Unable to contain their anguish at the injustice and the taunting that the PAP was dishing out, several of the detainees issued a statement refuting the Government’s claim that they were not tortured:
During our detention, we were subjected to treatment which should never be meted out to any person under investigation. Following our sudden arrests, we were subjected to harsh and intensive interrogation, deprived of sleep and rest, some of us for as long as 70 hours insides freezing cold rooms.
All of us were stripped of our personal clothing, including spectacles, footwear and underwear and made to change into prisoners’ uniforms.Most of us were made to stand continually during interrogation, some of us for over 20 hours and under the full blast of air-conditioning turned to a very low temperature.
Under these conditions, one of us was repeatedly doused with cold water during interrogation.
Most of us were hit hard in the face, some of us for not less than 50 times, while others were assaulted on other parts of the body, during the first three days of interrogation.
We were threatened with more physical abuse during interrogation.
We were threatened with arrests, assault and battery of our spouses, loved ones and friends. We were threatened with INDEFINITE detention without trial. (emphasis original) Chia Thye Poh, who is still in detention after twenty years, was cited as an example. We were told that no one could help us unless we “cooperated” with the ISD.
They were re-arrested the following day.
Then deputy prime minister Mr Goh Chok Tong promised that there would be a commission of inquiry to look into the allegations.
In the meantime, ISD officers worked the detainees over and again threatened them with indefinite detention unless they recanted their statement. Under the circumstances, the prisoners relented and did as ordered. Triumphant, the Government pronounced that the detainees were indeed not tortured and there was, therefore, no longer any need for the commission of inquiry.
Save for a few publications that have told the detainees’ side of the story such as To Be Free by Dr Chee Soon Juan and That We May Dream Again edited by Fong Hoe Fang, things have been kept under wraps all these years.
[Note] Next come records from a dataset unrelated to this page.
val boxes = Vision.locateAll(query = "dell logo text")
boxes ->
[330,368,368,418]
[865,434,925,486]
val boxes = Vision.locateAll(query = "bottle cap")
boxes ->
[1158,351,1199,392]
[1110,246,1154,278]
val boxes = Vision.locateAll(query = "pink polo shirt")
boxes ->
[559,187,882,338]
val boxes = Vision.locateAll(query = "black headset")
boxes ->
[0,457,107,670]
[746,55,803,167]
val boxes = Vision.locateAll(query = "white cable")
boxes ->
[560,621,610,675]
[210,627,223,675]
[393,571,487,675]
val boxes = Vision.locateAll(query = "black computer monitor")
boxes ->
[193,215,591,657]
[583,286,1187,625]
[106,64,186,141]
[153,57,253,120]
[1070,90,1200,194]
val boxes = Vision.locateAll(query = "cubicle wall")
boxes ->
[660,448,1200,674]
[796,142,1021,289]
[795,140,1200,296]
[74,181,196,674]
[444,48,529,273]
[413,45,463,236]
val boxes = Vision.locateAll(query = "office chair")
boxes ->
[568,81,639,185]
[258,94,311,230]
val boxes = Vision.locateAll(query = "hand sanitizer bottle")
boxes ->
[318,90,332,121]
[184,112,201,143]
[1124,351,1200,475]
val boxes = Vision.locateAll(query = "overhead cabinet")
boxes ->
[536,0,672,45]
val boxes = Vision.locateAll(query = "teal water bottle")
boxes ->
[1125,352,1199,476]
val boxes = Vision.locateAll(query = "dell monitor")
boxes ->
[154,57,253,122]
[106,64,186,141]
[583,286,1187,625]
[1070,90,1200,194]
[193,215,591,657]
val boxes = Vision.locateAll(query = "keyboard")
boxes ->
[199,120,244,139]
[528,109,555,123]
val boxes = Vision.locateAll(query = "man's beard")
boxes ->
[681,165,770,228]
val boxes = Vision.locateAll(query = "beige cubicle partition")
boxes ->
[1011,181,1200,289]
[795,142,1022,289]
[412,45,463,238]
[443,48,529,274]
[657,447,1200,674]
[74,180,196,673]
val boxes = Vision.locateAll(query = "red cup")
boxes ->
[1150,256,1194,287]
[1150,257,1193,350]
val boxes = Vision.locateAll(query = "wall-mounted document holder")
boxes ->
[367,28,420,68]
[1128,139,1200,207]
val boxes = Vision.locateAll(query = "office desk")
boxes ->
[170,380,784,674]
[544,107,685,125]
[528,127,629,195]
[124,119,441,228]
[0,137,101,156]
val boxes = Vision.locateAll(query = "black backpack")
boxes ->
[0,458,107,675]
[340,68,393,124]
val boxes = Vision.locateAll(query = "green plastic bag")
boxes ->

In That we May Dream Again, Mr Cheng, who was finally released in 1990, wrote:
I still feel angry at the injustice of the whole incident, and that the perpetrators have not been brought to account. ‘Operation Spectrum’ was political rape. I cannot forget nor forgive, the harsh treatment meted out to me in prison to extract information – the freezing room, the slapping and the beatings, including the blow to my abdomen.
With the barring of Mr Cheng speaking at the National Library it looks like the PAP is desperate to continue to keep its shameful record from Singaporeans.
But right-thinking citizens should not allow this to happen. With the Internet, this seamy side of Singapore’s politics must be exposed. More important, it must not be allowed to happen again.